Now both clients should be connected, they will be able to hear and see each other with WebRTC and the server won’t handle any data, it was just used for signalling although we could still use the sockets to finish the call, control the connection or any other purposes.

Here is some advice before you run the application:

  • Use ngrok (or other tunnelling service) to expose your local server to a public URL and test the application with two different devices. Consider that it can cause some communication delays though.
  • Use headphones, audio feedback may damage your hearing and device.
  • Check if WebRTC is supported by your browser and make sure you use HTTPS, otherwise getUserMedia won’t work.

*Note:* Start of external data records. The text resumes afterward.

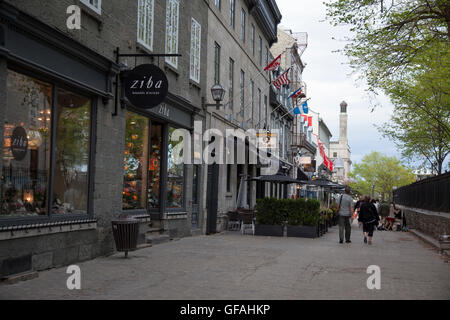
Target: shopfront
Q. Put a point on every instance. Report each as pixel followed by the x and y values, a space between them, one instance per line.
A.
pixel 54 99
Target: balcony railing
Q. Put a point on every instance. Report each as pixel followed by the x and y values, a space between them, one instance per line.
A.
pixel 430 194
pixel 300 140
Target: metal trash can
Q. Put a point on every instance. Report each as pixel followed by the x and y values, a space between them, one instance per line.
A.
pixel 126 232
pixel 444 242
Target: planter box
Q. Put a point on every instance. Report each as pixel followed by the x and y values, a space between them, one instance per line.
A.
pixel 302 231
pixel 268 230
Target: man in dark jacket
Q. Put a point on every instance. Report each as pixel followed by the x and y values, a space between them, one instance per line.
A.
pixel 368 216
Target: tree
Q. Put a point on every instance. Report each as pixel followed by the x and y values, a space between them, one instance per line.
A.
pixel 380 172
pixel 420 125
pixel 390 37
pixel 402 47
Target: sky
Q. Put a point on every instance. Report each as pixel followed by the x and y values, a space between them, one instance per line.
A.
pixel 329 80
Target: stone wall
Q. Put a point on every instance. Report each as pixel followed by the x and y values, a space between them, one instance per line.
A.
pixel 431 223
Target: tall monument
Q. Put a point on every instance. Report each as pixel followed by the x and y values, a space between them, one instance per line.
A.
pixel 340 150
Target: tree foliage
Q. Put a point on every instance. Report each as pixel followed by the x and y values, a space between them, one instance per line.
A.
pixel 402 47
pixel 391 37
pixel 381 172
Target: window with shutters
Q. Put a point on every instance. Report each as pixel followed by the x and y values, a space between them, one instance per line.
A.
pixel 196 37
pixel 145 23
pixel 172 13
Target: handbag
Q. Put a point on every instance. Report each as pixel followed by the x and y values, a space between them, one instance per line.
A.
pixel 338 212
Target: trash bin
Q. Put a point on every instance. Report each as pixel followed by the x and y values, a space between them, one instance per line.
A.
pixel 126 232
pixel 444 242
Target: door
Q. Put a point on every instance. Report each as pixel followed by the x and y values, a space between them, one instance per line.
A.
pixel 212 198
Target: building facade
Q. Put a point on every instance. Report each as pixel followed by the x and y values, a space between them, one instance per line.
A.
pixel 240 33
pixel 76 154
pixel 340 152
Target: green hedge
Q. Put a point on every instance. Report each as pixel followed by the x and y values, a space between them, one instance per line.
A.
pixel 296 212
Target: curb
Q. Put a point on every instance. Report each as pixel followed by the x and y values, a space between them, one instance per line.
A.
pixel 429 240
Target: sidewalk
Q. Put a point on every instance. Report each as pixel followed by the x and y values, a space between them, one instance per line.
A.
pixel 232 266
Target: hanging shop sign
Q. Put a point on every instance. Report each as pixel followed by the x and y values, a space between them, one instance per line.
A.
pixel 146 86
pixel 19 143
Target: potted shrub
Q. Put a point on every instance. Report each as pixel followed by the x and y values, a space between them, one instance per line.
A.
pixel 270 217
pixel 303 218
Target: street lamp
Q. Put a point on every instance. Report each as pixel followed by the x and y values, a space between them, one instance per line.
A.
pixel 217 92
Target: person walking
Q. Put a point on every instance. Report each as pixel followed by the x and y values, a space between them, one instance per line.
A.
pixel 345 214
pixel 368 216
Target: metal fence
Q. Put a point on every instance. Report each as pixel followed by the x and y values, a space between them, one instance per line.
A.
pixel 431 194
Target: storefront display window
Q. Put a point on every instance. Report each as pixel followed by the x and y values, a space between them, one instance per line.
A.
pixel 26 147
pixel 154 168
pixel 135 160
pixel 71 173
pixel 27 173
pixel 175 176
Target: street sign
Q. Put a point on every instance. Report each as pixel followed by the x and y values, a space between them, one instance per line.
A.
pixel 146 86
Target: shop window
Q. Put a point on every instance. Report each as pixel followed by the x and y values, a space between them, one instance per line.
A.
pixel 135 161
pixel 26 168
pixel 26 147
pixel 145 23
pixel 175 176
pixel 71 172
pixel 154 168
pixel 172 12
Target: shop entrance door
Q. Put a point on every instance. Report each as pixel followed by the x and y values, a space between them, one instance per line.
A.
pixel 212 198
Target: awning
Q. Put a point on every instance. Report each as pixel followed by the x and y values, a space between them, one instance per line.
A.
pixel 275 178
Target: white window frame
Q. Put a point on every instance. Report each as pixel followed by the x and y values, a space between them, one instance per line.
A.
pixel 170 33
pixel 142 42
pixel 196 40
pixel 92 7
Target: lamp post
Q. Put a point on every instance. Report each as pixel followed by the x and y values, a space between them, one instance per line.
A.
pixel 217 92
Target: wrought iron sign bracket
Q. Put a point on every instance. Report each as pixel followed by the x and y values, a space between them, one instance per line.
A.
pixel 135 56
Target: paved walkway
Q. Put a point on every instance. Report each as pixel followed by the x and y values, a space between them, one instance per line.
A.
pixel 231 266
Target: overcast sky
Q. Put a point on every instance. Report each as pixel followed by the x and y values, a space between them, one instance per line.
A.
pixel 329 81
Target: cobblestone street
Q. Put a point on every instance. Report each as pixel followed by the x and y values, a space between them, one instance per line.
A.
pixel 231 266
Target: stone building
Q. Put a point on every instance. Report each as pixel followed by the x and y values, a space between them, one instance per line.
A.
pixel 291 46
pixel 240 33
pixel 75 153
pixel 340 152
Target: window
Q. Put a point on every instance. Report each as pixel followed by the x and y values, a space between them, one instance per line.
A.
pixel 260 114
pixel 154 167
pixel 175 176
pixel 71 172
pixel 252 40
pixel 145 23
pixel 231 85
pixel 242 85
pixel 252 98
pixel 134 195
pixel 196 38
pixel 95 5
pixel 232 13
pixel 172 11
pixel 229 167
pixel 216 63
pixel 260 51
pixel 243 25
pixel 31 118
pixel 265 108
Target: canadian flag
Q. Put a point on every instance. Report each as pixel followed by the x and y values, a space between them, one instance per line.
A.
pixel 274 64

Please feel free to check and clone the project repository.

Conclusion

WebRTC is an interesting technology that allows us to go beyond the common computer communication protocols between a client and a server like request-response and WebSockets. Of course, none of them replace the others, they may be more suitable for a specific need or requirement but it is helpful to understand their advantages so we can consider different alternatives whenever we start a new project.

At Acid Tango, we had the opportunity to use WebRTC to add a video chat within the web application of one of our clients. The result was quite satisfactory since users could video call the web admins for inquiries at no cost, just using their browsers, so that functionality was innovative for the average user and added value to their product.

Fortunately, it is not difficult to build your own video chat application nowadays and the technology is there to be explored, it’s up to us to produce new ideas for a society that has normalised online communications.